Operability means that all functionality is available without a mouse. Every action reachable by mouse click should also be reachable by keyboard. Custom drag-and-drop interactions need keyboard alternatives, and any timed operations should give users enough time to respond or the ability to turn off timing.

Understandability means that controls behave predictably and that error messages describe both what went wrong and how to fix it. An error message that says only “Invalid input” is not understandable in the WCAG sense. An error message that says “Email address must include the @ symbol” is.

Robustness means that the application works correctly with current and future assistive technologies.
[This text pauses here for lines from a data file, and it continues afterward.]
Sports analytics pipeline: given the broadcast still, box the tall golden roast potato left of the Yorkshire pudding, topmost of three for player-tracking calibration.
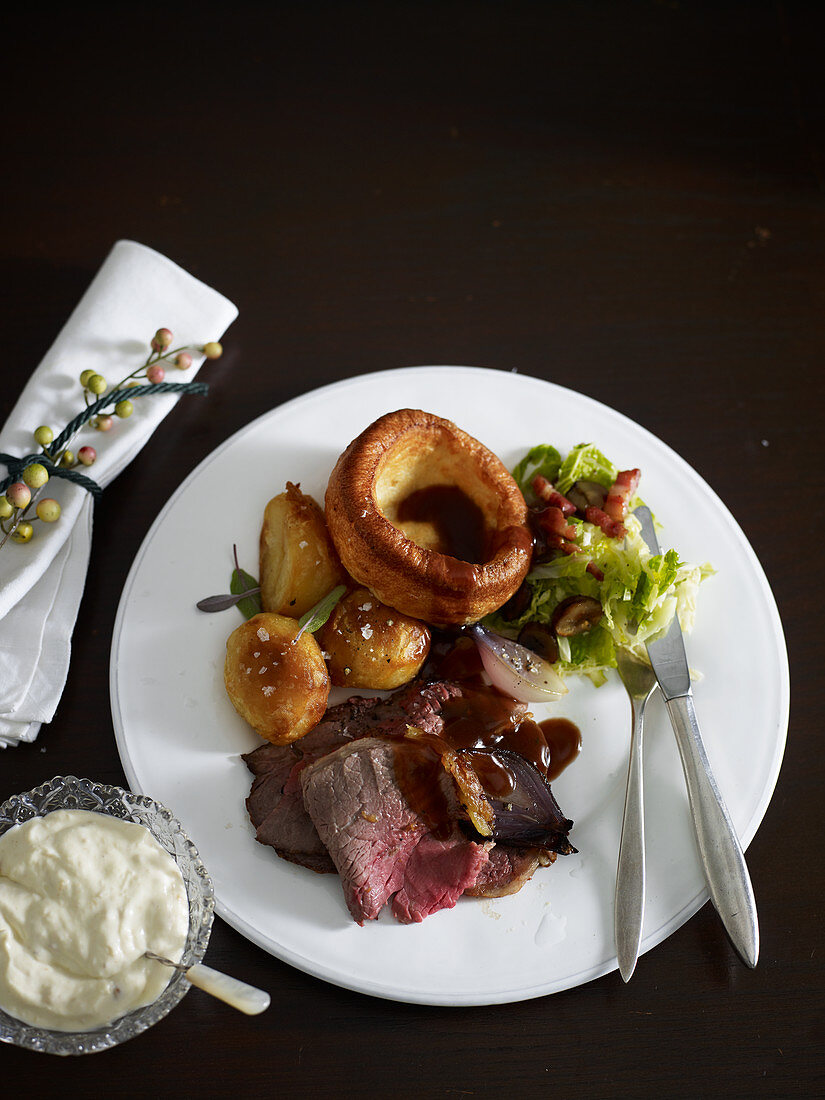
[260,482,345,618]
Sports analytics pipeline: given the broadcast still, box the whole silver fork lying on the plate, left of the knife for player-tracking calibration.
[614,649,657,981]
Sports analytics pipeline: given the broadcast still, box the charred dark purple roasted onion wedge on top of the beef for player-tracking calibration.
[481,749,576,856]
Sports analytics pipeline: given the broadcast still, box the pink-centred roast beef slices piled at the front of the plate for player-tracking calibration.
[238,680,575,924]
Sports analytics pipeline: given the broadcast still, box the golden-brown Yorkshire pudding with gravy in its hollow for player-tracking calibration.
[326,409,532,626]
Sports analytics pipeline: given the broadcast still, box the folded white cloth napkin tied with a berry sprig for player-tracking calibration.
[0,241,238,747]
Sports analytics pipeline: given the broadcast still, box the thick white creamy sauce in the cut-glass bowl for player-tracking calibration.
[0,810,189,1031]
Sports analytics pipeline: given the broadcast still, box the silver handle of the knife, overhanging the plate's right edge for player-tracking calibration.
[667,693,759,967]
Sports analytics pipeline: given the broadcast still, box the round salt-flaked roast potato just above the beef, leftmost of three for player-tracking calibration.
[223,612,330,745]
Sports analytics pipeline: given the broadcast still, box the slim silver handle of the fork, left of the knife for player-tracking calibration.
[614,701,645,981]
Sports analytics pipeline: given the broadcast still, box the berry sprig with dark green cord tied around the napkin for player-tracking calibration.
[0,328,223,550]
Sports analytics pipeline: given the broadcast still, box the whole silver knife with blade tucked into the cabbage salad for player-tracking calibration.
[634,506,759,967]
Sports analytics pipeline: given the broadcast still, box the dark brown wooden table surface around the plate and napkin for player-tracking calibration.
[0,0,825,1098]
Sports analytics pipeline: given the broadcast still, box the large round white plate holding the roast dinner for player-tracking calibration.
[110,366,789,1004]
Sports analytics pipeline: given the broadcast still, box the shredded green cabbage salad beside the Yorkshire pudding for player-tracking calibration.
[485,443,714,684]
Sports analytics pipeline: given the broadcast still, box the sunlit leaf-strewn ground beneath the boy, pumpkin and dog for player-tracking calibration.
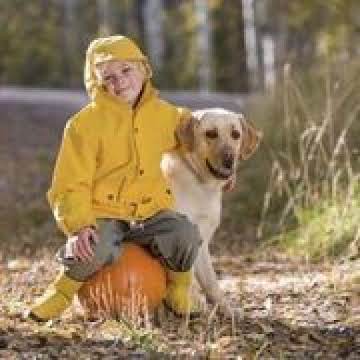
[0,252,360,359]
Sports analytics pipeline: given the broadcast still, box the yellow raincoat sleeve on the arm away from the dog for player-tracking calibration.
[47,112,98,235]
Implementing UIA properly through AutomationPeer and AutomationProperties, rather than relying on hacks or workarounds, is what makes an application robust in this sense. An application that exposes its structure correctly through UIA will continue to work as Narrator and other assistive technologies evolve.

The Level AA success criteria most relevant to WinUI 3 applications include 1.4.3 (contrast ratio of at least 4.5:1 for normal text), 1.4.4 (text resize to 200% without loss of content), 2.1.1 (all functionality operable by keyboard), 2.4.7 (visible keyboard focus indicator), and 4.1.2 (name, role, and value programmatically determinable). Meeting these criteria requires combining proper use of AutomationProperties, high contrast theme support, keyboard navigation configuration, and custom automation peers for any non-standard controls.